Print 27 comment(s) - last by geddarkstorm.. on Apr 6 at 12:29 PM

YouTube is the only website that is fighting the censorship

Russia is using a new law to block certain internet content that is considered unsafe for children's eyes. 

The law, passed in November 2012, allows the Russian government to remove internet content on websites like Facebook and Twitter if it is deemed harmful for children.

So far, both Facebook and Twitter have complied with the Russian government. Facebook took down a group called "Club Suicid," which promoted suicide. Twitter also removed tweets that promoted ideas of suicide and some that even attempted to deal illegal drugs. 

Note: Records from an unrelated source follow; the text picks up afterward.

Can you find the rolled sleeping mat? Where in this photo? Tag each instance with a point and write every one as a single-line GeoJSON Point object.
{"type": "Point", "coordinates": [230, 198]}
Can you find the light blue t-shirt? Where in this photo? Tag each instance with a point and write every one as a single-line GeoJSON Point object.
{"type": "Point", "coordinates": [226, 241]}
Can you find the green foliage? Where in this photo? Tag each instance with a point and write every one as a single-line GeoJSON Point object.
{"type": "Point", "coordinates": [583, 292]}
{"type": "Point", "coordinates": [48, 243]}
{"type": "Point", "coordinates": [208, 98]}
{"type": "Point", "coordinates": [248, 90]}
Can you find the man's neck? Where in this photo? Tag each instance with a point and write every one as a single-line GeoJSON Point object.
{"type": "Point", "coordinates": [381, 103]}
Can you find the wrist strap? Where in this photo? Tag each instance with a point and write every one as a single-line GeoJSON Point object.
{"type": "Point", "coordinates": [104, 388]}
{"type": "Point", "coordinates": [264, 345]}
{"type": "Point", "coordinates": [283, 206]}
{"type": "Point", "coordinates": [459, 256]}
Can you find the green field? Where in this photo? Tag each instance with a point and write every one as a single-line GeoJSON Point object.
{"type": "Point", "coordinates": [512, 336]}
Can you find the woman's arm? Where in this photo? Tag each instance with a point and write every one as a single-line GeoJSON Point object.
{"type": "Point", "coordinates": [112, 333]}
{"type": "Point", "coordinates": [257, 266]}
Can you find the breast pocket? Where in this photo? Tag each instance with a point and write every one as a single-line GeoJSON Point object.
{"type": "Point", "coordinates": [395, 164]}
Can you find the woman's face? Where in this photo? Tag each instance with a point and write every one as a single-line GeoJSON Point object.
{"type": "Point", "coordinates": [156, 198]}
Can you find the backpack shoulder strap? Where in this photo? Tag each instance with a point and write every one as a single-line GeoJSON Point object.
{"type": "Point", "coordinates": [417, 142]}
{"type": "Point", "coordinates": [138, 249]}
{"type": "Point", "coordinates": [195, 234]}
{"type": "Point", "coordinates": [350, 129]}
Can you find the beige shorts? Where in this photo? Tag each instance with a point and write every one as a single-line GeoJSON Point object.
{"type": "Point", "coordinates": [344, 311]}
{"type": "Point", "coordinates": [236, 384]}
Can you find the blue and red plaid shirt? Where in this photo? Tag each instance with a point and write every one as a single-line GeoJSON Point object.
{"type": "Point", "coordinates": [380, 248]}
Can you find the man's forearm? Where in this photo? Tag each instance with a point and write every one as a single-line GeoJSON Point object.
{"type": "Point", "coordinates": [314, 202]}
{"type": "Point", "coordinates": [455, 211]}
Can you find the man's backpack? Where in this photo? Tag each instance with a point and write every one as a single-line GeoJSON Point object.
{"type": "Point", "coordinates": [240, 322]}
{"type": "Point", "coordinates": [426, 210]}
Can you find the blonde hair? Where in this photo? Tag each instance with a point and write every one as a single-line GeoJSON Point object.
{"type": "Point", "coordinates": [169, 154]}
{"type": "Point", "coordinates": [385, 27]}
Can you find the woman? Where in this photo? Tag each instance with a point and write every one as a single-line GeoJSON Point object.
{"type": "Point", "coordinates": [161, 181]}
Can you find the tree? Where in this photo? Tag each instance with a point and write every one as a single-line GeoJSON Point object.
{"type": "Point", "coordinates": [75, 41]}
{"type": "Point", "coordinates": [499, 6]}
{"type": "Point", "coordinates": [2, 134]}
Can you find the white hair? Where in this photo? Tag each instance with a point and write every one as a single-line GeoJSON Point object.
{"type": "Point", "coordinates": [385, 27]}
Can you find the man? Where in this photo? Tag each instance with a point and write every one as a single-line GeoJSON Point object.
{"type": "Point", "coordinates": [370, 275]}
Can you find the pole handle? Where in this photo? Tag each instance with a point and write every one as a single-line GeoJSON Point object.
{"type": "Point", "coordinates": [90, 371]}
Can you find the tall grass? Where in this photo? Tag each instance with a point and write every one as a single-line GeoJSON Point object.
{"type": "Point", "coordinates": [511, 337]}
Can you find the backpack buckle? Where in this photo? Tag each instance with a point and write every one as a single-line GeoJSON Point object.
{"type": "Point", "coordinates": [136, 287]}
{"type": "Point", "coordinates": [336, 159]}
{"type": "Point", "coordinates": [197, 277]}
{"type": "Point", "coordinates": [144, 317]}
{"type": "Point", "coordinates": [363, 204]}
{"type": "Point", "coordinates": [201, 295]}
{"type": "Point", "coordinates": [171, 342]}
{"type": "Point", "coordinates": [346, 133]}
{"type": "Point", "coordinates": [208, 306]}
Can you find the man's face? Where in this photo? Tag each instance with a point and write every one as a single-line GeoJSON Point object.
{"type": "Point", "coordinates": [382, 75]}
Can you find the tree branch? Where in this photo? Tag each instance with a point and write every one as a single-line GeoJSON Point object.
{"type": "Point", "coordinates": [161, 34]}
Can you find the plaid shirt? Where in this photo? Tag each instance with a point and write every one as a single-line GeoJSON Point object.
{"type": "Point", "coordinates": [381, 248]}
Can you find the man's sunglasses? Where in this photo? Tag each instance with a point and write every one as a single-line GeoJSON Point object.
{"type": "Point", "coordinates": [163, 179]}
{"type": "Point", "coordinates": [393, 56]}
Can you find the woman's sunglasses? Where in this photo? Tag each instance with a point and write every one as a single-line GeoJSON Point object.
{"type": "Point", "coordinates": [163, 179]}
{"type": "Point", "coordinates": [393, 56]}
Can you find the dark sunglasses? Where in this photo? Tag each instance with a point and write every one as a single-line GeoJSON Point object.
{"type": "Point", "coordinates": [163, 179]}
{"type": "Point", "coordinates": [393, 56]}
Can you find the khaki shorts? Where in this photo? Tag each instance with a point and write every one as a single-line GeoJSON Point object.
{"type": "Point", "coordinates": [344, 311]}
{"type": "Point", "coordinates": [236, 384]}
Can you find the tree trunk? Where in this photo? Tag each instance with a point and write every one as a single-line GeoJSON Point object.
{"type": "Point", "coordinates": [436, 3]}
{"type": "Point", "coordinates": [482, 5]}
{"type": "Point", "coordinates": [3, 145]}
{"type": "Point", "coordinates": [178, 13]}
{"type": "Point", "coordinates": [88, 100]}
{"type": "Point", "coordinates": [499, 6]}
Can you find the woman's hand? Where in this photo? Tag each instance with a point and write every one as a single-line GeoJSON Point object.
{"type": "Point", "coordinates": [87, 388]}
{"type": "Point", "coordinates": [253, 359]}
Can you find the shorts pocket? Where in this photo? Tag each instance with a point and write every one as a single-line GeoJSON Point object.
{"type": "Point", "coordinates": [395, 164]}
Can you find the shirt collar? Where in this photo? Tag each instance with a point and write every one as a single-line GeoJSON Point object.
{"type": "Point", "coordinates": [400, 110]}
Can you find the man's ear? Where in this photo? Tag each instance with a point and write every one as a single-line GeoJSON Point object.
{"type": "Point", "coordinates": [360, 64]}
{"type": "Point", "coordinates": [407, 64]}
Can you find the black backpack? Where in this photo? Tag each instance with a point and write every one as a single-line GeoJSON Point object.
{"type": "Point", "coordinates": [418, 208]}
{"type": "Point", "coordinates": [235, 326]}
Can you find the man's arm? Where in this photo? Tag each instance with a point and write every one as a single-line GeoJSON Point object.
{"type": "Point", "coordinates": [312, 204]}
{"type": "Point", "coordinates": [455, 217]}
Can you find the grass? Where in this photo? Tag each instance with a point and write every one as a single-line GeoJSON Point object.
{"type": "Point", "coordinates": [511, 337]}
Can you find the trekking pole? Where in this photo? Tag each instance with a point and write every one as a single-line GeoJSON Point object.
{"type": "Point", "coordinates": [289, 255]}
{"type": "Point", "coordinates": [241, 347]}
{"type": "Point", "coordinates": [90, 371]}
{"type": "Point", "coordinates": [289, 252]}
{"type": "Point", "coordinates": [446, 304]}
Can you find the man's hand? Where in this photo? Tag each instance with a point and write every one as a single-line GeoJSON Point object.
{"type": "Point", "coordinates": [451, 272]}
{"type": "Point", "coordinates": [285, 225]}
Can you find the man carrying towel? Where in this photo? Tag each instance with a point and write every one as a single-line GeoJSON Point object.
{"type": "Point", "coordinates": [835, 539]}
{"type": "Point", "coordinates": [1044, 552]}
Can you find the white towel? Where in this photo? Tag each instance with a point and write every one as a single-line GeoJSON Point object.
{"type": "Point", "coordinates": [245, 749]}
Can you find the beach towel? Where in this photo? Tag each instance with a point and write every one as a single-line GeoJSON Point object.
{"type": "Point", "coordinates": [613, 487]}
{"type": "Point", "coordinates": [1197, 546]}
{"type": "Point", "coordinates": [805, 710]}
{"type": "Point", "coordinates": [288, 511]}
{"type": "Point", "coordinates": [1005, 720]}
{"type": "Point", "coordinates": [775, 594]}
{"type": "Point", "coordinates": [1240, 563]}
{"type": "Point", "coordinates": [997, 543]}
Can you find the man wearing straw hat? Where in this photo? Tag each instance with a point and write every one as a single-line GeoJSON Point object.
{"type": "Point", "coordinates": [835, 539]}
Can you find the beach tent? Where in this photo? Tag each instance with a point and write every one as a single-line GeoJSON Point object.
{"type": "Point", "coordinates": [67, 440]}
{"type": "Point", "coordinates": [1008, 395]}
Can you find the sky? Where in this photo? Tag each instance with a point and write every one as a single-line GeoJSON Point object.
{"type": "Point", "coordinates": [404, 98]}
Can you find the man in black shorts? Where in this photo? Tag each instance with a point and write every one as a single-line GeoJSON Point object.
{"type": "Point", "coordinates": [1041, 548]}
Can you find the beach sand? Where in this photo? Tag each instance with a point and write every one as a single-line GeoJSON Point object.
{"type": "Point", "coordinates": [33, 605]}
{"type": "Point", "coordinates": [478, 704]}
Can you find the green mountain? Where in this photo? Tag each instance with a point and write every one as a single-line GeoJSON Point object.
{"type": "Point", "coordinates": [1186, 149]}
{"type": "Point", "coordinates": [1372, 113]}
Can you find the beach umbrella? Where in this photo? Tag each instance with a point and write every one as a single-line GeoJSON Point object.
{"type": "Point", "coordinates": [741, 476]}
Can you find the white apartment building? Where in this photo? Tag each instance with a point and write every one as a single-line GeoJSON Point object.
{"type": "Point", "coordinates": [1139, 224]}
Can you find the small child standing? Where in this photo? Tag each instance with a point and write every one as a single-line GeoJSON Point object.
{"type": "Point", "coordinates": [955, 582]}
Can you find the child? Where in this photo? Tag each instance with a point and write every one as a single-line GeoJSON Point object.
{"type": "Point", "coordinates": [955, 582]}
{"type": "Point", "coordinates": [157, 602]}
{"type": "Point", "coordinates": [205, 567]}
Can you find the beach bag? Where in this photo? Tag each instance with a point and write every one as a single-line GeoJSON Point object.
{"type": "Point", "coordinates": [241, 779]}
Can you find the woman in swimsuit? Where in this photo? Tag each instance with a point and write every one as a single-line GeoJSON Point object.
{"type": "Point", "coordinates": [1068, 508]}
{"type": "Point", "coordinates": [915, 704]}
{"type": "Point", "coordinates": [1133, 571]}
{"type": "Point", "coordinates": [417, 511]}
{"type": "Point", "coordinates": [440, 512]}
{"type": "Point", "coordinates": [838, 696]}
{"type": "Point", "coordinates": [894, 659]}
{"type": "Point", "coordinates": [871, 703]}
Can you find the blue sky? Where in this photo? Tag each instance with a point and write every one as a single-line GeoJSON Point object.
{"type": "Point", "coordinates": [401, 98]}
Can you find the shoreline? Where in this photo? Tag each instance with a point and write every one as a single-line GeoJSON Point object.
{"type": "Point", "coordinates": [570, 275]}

YouTube, on the other hand, has given the Russian government a hard time about the new law. Russia wanted to remove a video that they believed promoted suicide, but YouTube said it was just a video for entertainment -- which shows how to make a fake wound with makeup and a razor blade. 

YouTube launched a lawsuit in a Russian court in February, arguing that it shouldn't have to block the video. 

While the law is aimed to protect children from seeing harmful content on the internet, some fear that the government could abuse it. Right now, there are a lot of Facebook groups that oppose President Vladimir V. Putin, and the government could remove such pages staging protests. 

Likely, many are hoping Russia doesn't eventually lead to heavy internet censorship like China and Iran. Iran just announced last month that it was beefing up its internet censorship with a proxy crackdown.

Countries like North Korea have banned the Internet entirely. Google Chairman Eric Schmidt went to North Korea in January of this year in an effort to end this internet ban and spread the use of Google's Android operating system.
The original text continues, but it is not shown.